India agrees to hold 3rd anti-dumping hearing Mar 14

Jasim Uddin | Published: 21:34, Mar 09,2017

 
 

India has agreed to hold another hearing on March 14 before taking its final decision on imposing anti-dumping duty on import of hydrogen peroxide from Bangladesh.
The Indian decision came following a request for a third hearing over the issue from the Bangladesh government and producers-exporters.
The commerce ministry and three local producers-exporters made the request after the the Director General of Anti-Dumping and Allied Duties of India on February 16 had issued the disclosure statement determining the dumping margin up to 30 per cent for the firms.
The DGAD on Thursday informed the decision of holding the hearing to the commerce ministry and the three companies — Tasmin Chemical Complex, ASM Chemical Industries and Samuda Chemical Complex Limited.
Officials of the commerce ministry and businesses said that they would attend the hearing to present their arguments against the proposed anti-dumping duty upto 30 per cent on export of the product from Bangladesh.
The hearing will be held at DGAD headquarters in New Delhi, they said, adding that representatives from the commerce ministry, Bangladesh Tariff Commission and exporter firms would place their arguments at the hearing.
Representatives of Indian producers will also attend the hearing, they said.
‘The decision has brought a scope of proving that Bangladesh does not make any dumping of hydrogen peroxide to India.

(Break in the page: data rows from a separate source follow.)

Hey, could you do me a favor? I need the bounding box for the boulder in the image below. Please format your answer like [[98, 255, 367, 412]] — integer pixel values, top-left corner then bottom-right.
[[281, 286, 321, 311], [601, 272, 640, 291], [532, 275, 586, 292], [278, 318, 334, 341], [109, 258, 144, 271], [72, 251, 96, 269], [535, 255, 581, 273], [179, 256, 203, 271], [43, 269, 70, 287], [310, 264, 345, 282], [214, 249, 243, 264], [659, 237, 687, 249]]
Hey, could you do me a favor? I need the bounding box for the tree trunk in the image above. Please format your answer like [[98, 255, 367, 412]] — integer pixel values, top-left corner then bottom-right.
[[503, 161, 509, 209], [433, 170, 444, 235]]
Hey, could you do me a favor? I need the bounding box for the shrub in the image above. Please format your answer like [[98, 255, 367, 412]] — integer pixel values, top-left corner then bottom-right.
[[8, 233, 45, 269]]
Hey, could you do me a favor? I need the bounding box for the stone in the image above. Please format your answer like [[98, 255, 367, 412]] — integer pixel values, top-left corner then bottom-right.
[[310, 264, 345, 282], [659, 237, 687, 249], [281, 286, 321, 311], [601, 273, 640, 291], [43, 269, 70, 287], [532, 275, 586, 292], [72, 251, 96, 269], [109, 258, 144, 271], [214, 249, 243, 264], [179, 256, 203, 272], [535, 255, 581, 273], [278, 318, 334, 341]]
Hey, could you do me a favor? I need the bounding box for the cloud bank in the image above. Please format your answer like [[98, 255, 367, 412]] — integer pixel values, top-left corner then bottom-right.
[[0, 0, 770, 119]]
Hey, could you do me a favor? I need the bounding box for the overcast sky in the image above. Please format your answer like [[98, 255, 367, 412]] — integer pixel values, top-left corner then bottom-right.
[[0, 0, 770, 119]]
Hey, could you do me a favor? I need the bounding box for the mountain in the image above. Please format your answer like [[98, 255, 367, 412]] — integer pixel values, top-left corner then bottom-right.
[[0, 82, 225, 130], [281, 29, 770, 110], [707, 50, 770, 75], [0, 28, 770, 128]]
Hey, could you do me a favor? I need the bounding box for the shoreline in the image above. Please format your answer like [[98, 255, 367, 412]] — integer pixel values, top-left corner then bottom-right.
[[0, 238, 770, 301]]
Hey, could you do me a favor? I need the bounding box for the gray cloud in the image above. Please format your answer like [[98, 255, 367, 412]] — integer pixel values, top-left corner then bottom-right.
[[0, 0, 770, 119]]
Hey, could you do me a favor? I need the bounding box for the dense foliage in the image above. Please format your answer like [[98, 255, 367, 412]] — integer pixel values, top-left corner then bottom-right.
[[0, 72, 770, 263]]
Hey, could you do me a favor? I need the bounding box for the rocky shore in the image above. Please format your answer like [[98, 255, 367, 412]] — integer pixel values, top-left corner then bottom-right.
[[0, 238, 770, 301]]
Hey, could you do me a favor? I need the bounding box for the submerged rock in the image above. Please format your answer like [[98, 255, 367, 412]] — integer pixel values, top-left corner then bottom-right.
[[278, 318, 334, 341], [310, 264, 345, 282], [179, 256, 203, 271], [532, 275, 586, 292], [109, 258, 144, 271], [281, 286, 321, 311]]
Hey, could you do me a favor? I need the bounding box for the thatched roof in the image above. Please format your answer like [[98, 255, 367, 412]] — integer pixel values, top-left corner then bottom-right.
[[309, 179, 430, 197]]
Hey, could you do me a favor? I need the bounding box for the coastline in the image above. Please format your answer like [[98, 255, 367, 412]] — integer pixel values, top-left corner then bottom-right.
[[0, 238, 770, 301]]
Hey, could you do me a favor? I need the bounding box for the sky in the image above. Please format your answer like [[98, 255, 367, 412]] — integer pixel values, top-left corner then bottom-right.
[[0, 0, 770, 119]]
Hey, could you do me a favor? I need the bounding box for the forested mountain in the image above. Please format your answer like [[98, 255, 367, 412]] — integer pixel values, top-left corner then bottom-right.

Rather, the DGAD has made a wrong in calculation of dumping margin,’ a high official of the commerce ministry told New Age.
He said that two previous hearings were held based on the Indian petitioners’ documents only and this time the hearing would be held on the disclosure statements of the DGAD.
‘So, we expect a positive outcome from the hearing,’ the official said.
The DGAD on March 2015 started an investigation against six countries — Bangladesh, Pakistan, Taiwan, South Korea, Indonesia and Thailand — for suspected dumping of the product to India and the investigation is scheduled to be completed by April 13 this year.
The DGAD will issue its final determination or decision on the matter after considering the responses made by the parties concerned and will place its recommendations to the India’s finance ministry.
Dumping occurs when a company exports a product to any country at prices lower than the normal value (the domestic price or the cost of production) of the product in its domestic market.
Samuda Chemical Complex Ltd chief financial officer Mohammad Akramuzzaman told New Age that they expected a positive result from the hearing as the company did not make any dumping.
‘We will present our observation regarding disclosure statement of the DGAD as we have found the calculation process wrong in determining dumping margin,’ he said.
‘Rather, there will be negative dumping by 9.34 per cent for Samuda if the DGAD considers our observations.’
According to the Export Promotion Bureau, Bangladesh exported hydrogen peroxide worth $5.48 million to India in the fiscal year 2015-2016 while the total export earnings from the product was $7.56 million in the period.
Hydrogen peroxide is one kind of chemical used mainly in textile industry for bleaching and sterilising, oxidising, detoxifying and deodorising purposes.